Wegner’s White Bear Experiment: A Classic Study on Thought Suppression
In a study by Wegner et al., participants were instructed to not think of white bears for a period of 5 minutes and to ring a bell each time the thought of a white bear crossed their minds. Following this initial suppression period, another 5-minute phase was introduced during which participants could think of anything they wanted, including white bears, and continued to ring a bell each time the thought of a white bear surfaced. This group was compared to another group of participants who performed the expression phase first, without initial suppression. The results showed that suppression in the first phase was difficult for the participants—most of them thought of white bears despite instructions not to think of them—and that thoughts of white bears rebounded after suppression in the second, free expression phase. In other words, the rate of white bear thoughts during the expression phase was higher in the suppression-first group than in the expression-first group.

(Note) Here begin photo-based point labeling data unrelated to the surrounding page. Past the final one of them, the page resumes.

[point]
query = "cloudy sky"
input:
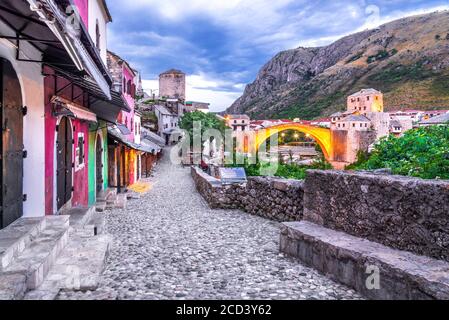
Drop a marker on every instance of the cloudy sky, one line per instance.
(222, 44)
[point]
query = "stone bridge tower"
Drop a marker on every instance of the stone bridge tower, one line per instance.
(172, 84)
(360, 126)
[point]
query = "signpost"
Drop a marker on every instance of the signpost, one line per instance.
(232, 175)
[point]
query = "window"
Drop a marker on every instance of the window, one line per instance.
(80, 153)
(129, 87)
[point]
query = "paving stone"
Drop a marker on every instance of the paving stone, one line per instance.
(170, 245)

In order to control thoughts and behaviours, people often try to suppress unwanted thoughts. Dieters may try to avoid thinking about fatty foods, a person in drug rehabilitation may try not to think of drugs, a student may attempt to concentrate on an exam and suppress thoughts of distracting objects, and a professor may try to suppress aggressive thoughts about a colleague he finds immoral and socially unacceptable. Yet, many times these attempts to suppress one’s thoughts not only fail but also produce the opposite effect.